Now you can stay with that. Or go in with me, I'm gonna do some leg circles. So walk your feet together. It's a little bit of coordination. Take both legs up, open, down and together.
They're together to go up, they open. They come down together. Six times, here's three. Four. We're only going to go to the outside edge of that circle, out.
Once again, up, out and reverse, okay. So now as you reverse it, start with them apart lift up and wide, pull together and lower. Low apart, up and wide, together and lower. Three. Four.
Five. One more. Big circle lift. Together and down. Okay, give your lumbar spine a little break.
Just take a couple breaths. We have a few more in this prone and it's gonna be the grasshopper, okay, so walk yourself back out again. So I want you to start maybe a little bit more mini swan, lift those legs parallel and then turn out, flex your ankles and your knees and just hold. Now if you can stand this, go higher with your legs. Point your feet, open those legs wide and let the legs beat together three times.
One, two, three. We bend, flex, lift, try to go a little bit higher, wide and down two, three. Okay, four more times, lift, turn out. Flex, you go up, use that mind to muscle. Open wide.
And down two, three more. Flex, press, open and one, two, three. Two more. And one, two, three. And your last one, open.
And one, two, three. Okay, go back and stretch your lower back. Put your knees on the ground, just hug that ball, take a few breaths. Hands and feet on the floor. Rock from hands and feet, just make a little circle.

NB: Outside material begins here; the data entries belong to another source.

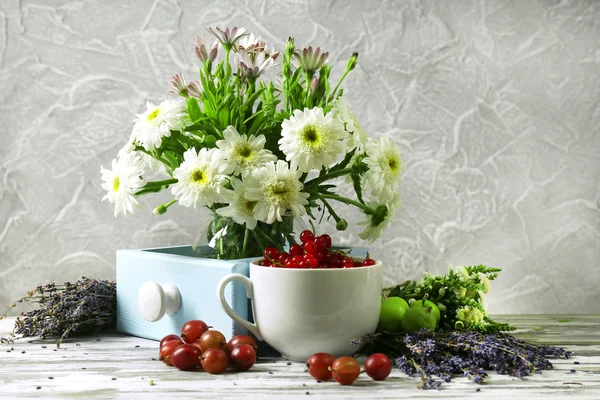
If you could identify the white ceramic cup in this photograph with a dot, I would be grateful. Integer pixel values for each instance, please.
(300, 312)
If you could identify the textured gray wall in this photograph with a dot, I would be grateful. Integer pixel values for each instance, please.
(495, 105)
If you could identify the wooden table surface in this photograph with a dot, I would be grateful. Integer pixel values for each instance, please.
(119, 366)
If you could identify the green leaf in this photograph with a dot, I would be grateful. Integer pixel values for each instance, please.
(194, 109)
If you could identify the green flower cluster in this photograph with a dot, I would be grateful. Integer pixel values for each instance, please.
(459, 296)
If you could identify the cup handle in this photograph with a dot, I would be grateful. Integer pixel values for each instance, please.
(249, 293)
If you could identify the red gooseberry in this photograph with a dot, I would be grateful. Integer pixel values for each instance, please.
(378, 366)
(186, 357)
(318, 366)
(345, 370)
(192, 330)
(243, 357)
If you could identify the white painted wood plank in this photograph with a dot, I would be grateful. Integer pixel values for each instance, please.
(87, 366)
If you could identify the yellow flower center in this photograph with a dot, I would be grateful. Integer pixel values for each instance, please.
(311, 137)
(153, 114)
(243, 150)
(249, 206)
(198, 176)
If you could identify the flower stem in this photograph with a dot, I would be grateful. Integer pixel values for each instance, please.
(338, 85)
(246, 233)
(368, 210)
(328, 176)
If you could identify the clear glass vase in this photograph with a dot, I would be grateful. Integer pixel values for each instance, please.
(224, 239)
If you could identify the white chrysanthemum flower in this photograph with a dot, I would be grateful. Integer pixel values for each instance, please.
(485, 282)
(240, 209)
(122, 182)
(385, 168)
(276, 188)
(159, 121)
(357, 138)
(244, 153)
(375, 223)
(311, 140)
(201, 177)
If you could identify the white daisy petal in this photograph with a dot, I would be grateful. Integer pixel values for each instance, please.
(201, 178)
(357, 138)
(123, 181)
(240, 209)
(244, 153)
(385, 169)
(159, 121)
(312, 140)
(275, 188)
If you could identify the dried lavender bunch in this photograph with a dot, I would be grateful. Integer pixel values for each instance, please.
(439, 356)
(459, 296)
(86, 306)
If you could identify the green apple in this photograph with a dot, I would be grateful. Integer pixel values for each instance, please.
(427, 303)
(417, 317)
(392, 311)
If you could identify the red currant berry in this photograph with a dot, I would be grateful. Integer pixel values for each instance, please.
(284, 256)
(378, 366)
(307, 236)
(296, 250)
(271, 253)
(368, 262)
(320, 243)
(311, 247)
(311, 260)
(327, 240)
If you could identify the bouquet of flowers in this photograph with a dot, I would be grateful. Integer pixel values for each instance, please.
(258, 153)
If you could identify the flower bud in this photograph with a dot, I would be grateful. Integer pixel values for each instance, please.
(289, 48)
(159, 210)
(341, 225)
(315, 82)
(352, 62)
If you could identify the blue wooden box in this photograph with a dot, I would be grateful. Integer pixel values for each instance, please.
(196, 279)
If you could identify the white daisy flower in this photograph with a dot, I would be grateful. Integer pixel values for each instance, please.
(385, 168)
(201, 177)
(276, 188)
(311, 140)
(375, 223)
(242, 152)
(159, 121)
(240, 209)
(122, 182)
(357, 138)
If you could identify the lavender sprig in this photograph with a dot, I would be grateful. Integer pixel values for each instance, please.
(86, 306)
(445, 355)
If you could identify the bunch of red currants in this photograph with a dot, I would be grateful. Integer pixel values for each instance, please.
(345, 370)
(314, 252)
(200, 347)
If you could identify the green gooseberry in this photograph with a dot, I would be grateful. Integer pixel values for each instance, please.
(418, 317)
(392, 311)
(428, 303)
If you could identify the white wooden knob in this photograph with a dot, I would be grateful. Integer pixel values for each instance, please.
(154, 300)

Okay, so we're almost done. I want to do a little more, that was loud, a little more specific to the side of the hip again. Okay. So you have to just play, it's not as easy to navigate the floor, but it's fine. Come out to that same position, okay. Now hands, one foot on the floor.
Lift one leg up fairly high and you're gonna do like side kneeling in the mat work. Lift and try to look and see that foot. Lift it higher, put it behind you down to the ground. Six times, lift. So as I take my leg to the side, I am leaning to my left arm so it's the opposite arm, so just a little bit of a counter support, okay.

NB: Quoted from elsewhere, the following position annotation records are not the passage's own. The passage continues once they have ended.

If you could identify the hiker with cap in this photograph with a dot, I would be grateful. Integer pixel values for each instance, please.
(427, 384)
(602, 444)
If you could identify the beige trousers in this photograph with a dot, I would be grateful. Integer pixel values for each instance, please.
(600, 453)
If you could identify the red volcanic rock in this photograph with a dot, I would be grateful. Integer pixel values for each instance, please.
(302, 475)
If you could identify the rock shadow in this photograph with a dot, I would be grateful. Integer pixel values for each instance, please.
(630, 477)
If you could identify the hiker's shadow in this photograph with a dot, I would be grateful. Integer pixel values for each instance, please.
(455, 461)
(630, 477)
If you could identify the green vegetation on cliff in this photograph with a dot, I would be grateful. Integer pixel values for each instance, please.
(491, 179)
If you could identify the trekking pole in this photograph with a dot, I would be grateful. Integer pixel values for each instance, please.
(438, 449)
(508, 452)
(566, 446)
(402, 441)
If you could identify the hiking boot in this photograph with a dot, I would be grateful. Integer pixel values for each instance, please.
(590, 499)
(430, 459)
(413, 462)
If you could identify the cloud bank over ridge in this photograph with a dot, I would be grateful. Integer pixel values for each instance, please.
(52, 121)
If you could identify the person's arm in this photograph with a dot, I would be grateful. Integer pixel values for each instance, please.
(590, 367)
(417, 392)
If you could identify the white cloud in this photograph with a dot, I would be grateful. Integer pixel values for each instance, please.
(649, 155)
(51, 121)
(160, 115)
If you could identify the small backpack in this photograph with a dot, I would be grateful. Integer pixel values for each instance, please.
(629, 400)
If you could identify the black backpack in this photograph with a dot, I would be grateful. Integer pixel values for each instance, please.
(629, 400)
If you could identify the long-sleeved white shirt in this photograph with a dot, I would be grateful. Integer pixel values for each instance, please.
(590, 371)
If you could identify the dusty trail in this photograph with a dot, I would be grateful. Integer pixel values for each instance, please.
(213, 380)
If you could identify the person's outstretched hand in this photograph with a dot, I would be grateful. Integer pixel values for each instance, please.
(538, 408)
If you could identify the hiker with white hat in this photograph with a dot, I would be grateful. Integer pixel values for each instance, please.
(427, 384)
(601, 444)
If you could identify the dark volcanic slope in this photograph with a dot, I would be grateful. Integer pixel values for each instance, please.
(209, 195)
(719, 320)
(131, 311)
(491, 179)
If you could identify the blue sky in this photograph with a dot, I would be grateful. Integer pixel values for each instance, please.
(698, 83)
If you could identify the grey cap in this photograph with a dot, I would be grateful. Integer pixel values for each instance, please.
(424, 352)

Three more. Try to keep it high. Keep it high. Two. One more.
Hold it. Because we can. Six, five, four, three, two, one. Lift and down. Okay, one more side.

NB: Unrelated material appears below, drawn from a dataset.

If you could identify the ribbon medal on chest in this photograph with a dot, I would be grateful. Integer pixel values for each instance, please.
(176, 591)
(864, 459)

I'm gonna face this way now. How you going guys? Hopefully feeling good. Little additional butt work for you. Offset your hands, lift one leg.
All right, it's going high, lift to the side, see your foot. Lift and lower. And lift. And hip extension, turn. Keep that foot high, bring it closer to your head.
Try not to move the upper body all that much, but you are leaning into that opposite arm of course. Work, work and one more, hold it there, we've got six and mind to muscle. Two, three, four, five and up. All the way around. Okay, last exercise I promise, will feel good.
You're going the opposite direction. Lay back on your ball. Stretch everything long. Let your head go back. Let your arms open and breathe.
So you're in a pretty big backbend here. Okay, now parallel legs, bend your knees, pick up your head. Put your hands behind your head. And I'm gonna walk my hips forward a little bit and press them up higher and hold. Now what this is if you can depending on your mobility and flexibility of your low back, arc around that ball, so I'm really arced around, my head is up.
Drive your heels into the floor and press your hips up and hold, hold, hold. Let's go for 10. So we're down and press. And lower. We don't have to do too many holding.
Press and three. Four. And up. Five. Almost done guys.
Last three. Make them count. Press. Last time and hold, hold, hold. And then go back to enjoy that open stretch onto your ball, let your head go back.
Finish with a few arm circles. So good. I'm gonna do two arm circles the other way. How to get out. Bring your chin to your chest.